I think where we probably disagree is that I think the training method isn't probably going to be best done by a careful sample. I just really really don't think that Starcraft is the kind of problem that can be solved in the way that games like Go or Chess are. Those you can train with thousands if not millions of games and get great results. But at least in Chess if not Go, the whole board is known completely to both players. The AI doesn't have to make inferences about what the actual state of affairs is, because the actual state of affairs is known. When it has to start making those judgments, even if they are high reliability judgments like I didn't see natural at X minutes then do Y, you're opening up a brand new world of complexity.
|
Neural networks are already known to be strong classifiers of X or not X (ex. spam or not spam). Thus, they already make inferences from limited information.
|
While its true that AIs have a harder time in partially observable environments, I don't think it'll take more than a decade for AIs to beat humans at SC2. And that's a conservative timeline in my opinion. Go AIs weren't predicted to beat humans before another 30 years just 2 years ago.
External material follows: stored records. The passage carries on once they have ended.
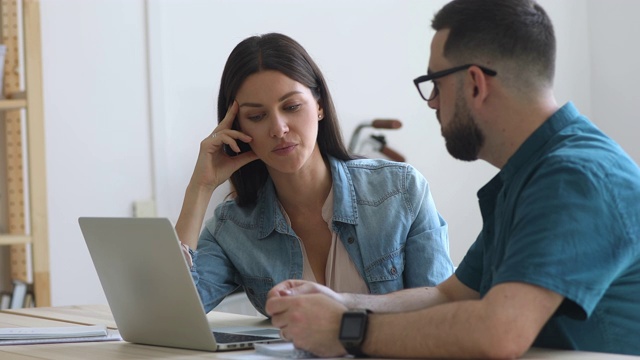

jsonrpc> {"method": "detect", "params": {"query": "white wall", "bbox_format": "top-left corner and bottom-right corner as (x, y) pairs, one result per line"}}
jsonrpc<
(587, 0), (640, 163)
(40, 0), (153, 305)
(37, 0), (640, 306)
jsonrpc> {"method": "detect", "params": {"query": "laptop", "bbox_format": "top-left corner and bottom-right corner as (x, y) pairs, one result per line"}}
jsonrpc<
(78, 217), (281, 352)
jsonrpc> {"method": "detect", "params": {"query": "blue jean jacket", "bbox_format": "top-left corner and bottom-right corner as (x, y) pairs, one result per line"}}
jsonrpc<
(190, 157), (453, 316)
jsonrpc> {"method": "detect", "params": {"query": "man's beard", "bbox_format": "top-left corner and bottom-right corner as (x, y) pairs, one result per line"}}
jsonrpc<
(441, 91), (484, 161)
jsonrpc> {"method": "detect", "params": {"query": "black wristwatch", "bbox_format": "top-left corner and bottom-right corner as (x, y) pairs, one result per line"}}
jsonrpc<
(339, 309), (371, 358)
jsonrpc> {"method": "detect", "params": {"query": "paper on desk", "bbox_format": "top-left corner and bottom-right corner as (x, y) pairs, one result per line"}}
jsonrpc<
(254, 342), (318, 358)
(0, 324), (122, 345)
(0, 324), (108, 339)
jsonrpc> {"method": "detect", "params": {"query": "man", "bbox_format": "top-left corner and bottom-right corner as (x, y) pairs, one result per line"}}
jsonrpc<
(264, 0), (640, 358)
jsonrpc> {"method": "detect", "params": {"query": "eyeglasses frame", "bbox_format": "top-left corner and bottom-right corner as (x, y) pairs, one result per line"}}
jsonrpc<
(413, 64), (498, 101)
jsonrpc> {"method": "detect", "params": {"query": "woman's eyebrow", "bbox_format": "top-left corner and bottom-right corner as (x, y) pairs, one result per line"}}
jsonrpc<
(239, 102), (262, 108)
(239, 90), (304, 108)
(278, 91), (303, 102)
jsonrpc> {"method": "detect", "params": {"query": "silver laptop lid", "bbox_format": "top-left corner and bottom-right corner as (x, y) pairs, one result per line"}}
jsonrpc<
(79, 217), (218, 351)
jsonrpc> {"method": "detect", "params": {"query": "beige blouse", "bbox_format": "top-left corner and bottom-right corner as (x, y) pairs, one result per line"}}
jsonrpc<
(281, 187), (369, 294)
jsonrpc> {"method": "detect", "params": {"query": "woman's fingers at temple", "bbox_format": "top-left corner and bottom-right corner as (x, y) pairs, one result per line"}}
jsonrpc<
(221, 100), (239, 125)
(207, 101), (253, 153)
(207, 100), (238, 138)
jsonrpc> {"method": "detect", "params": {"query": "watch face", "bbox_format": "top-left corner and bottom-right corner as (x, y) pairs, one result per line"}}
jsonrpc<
(341, 313), (366, 340)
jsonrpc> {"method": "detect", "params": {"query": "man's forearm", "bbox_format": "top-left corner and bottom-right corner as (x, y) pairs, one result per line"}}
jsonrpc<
(343, 286), (450, 313)
(359, 282), (561, 359)
(362, 300), (493, 358)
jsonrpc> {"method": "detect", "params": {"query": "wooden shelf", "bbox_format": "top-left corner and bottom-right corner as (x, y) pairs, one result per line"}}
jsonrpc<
(0, 0), (50, 307)
(0, 98), (27, 110)
(0, 234), (32, 245)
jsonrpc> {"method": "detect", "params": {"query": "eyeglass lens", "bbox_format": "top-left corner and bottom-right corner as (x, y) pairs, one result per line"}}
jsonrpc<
(418, 80), (437, 101)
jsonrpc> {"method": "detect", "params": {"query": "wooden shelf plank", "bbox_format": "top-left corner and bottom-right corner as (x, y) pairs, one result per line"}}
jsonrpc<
(0, 99), (27, 110)
(24, 0), (51, 307)
(0, 234), (32, 245)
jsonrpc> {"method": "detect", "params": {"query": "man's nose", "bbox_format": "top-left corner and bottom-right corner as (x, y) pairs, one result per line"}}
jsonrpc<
(427, 96), (439, 110)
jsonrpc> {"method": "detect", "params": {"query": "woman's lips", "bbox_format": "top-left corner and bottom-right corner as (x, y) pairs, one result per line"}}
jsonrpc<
(273, 142), (297, 155)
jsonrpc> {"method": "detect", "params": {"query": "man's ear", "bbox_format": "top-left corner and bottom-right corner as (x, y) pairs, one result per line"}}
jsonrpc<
(468, 66), (490, 107)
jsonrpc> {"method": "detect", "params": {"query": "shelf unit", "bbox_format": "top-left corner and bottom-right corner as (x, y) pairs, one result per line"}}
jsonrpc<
(0, 0), (49, 306)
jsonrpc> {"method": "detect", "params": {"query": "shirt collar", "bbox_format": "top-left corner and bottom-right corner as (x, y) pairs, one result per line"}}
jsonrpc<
(500, 102), (580, 182)
(256, 156), (358, 239)
(328, 156), (358, 225)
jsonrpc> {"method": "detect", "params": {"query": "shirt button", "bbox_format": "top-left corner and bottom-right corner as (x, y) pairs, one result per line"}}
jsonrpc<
(390, 266), (397, 275)
(347, 237), (355, 244)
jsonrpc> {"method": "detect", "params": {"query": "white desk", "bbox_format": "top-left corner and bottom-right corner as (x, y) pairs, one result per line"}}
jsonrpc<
(1, 305), (638, 359)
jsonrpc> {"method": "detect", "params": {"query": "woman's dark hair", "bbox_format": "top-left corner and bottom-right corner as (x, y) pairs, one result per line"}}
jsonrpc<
(217, 33), (352, 207)
(432, 0), (556, 90)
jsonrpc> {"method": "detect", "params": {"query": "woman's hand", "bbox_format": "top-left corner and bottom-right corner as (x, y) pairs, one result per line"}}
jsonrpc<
(267, 280), (347, 306)
(176, 101), (259, 249)
(190, 100), (259, 190)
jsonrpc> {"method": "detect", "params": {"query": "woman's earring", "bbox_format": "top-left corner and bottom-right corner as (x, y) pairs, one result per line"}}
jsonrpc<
(318, 114), (323, 120)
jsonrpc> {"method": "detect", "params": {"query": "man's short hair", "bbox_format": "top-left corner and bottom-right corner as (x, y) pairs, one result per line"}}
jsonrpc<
(432, 0), (556, 91)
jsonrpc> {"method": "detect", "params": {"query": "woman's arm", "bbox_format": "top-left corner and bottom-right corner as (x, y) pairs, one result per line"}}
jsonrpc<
(174, 101), (257, 249)
(268, 275), (478, 314)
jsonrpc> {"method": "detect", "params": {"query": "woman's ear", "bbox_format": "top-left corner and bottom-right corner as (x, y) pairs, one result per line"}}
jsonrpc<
(317, 102), (324, 121)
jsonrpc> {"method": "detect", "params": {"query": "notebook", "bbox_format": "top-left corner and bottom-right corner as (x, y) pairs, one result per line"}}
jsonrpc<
(78, 217), (281, 352)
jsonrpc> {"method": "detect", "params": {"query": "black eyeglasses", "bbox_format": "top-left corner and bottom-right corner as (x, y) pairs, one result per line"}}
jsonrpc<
(413, 64), (497, 101)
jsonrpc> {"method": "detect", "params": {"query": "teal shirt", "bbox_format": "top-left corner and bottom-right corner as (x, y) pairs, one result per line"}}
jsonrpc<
(456, 102), (640, 355)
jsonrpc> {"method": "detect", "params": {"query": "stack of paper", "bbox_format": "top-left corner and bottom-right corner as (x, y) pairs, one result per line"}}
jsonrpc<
(0, 324), (121, 345)
(254, 343), (318, 358)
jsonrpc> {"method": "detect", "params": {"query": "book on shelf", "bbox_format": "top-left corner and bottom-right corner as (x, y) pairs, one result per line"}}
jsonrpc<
(10, 279), (28, 309)
(0, 282), (33, 309)
(22, 292), (34, 308)
(0, 292), (11, 310)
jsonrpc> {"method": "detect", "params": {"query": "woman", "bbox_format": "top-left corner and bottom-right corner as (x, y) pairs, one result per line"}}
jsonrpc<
(176, 33), (453, 316)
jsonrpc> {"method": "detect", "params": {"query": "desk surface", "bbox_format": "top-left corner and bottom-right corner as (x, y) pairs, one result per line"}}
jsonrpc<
(3, 304), (117, 328)
(2, 304), (269, 330)
(1, 305), (639, 359)
(0, 305), (263, 359)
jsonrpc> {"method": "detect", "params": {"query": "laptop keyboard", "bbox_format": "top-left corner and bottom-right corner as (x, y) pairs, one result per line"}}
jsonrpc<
(212, 331), (276, 344)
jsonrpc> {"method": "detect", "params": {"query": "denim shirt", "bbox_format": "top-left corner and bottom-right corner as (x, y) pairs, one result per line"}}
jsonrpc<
(190, 156), (453, 316)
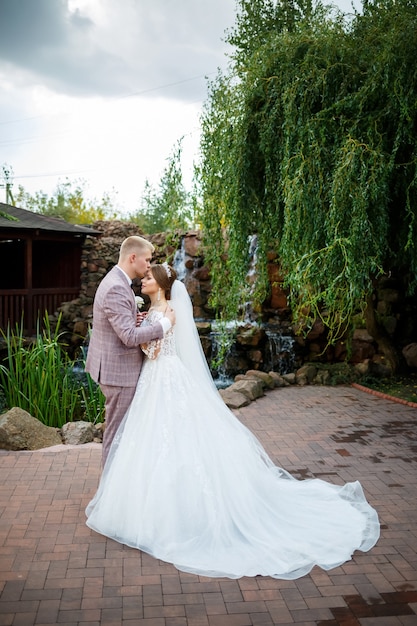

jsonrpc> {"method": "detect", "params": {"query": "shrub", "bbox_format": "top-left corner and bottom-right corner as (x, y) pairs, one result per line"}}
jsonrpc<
(0, 315), (104, 428)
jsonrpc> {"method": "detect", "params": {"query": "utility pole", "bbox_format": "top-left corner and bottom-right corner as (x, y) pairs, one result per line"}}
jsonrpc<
(1, 163), (15, 205)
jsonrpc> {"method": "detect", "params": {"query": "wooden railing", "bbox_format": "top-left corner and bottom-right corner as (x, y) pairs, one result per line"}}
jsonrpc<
(0, 288), (80, 334)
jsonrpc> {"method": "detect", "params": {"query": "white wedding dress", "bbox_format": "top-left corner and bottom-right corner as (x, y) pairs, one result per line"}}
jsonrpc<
(85, 280), (380, 580)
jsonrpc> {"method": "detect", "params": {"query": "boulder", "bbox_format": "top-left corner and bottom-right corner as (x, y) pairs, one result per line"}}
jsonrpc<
(0, 407), (62, 451)
(236, 325), (265, 347)
(355, 360), (371, 376)
(245, 370), (276, 389)
(227, 379), (264, 401)
(295, 364), (317, 386)
(268, 372), (290, 387)
(281, 373), (296, 384)
(219, 389), (250, 409)
(313, 369), (331, 385)
(402, 343), (417, 369)
(352, 328), (375, 343)
(60, 421), (95, 445)
(370, 355), (393, 377)
(306, 320), (326, 341)
(183, 231), (202, 257)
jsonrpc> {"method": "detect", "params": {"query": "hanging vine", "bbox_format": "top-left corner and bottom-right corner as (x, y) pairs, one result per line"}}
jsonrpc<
(198, 0), (417, 361)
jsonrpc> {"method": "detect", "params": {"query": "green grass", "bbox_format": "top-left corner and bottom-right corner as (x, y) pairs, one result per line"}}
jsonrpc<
(360, 373), (417, 404)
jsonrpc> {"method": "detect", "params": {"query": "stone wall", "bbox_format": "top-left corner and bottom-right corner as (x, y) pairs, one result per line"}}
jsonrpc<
(56, 220), (417, 377)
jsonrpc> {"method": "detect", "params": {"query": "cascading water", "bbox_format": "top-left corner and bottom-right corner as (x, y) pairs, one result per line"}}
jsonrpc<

But if I was to build a NN to determine if a mail is spam, I would feed it the whole email instead of a few binary values on wether a word is there or not. This sounds more like a naive bayes approach.
|
I heard Google's new AI "AlphaSC2" is ready and will be tested tomorrow in the GSL.
|
I don't know why it's put up as some mystical bonjwa inference mastery on predicting possibilities of your opponent's build order and strategy. I don't think it's all that complicated of a decision tree.
|
If AI is allowed unlimited or 1000+ APM at all times then no human will beat it within a year. If they were given a cap of 400 then I don't see an AI beating a human for a long time.
|
Nah, the AI will adapt. It might even use its extra computational power to, in 1 ms, assess which of 10-100 potential actions are likely to have the most effect on their chances of winning. Sort of a real-time Most Effective Actions calculator.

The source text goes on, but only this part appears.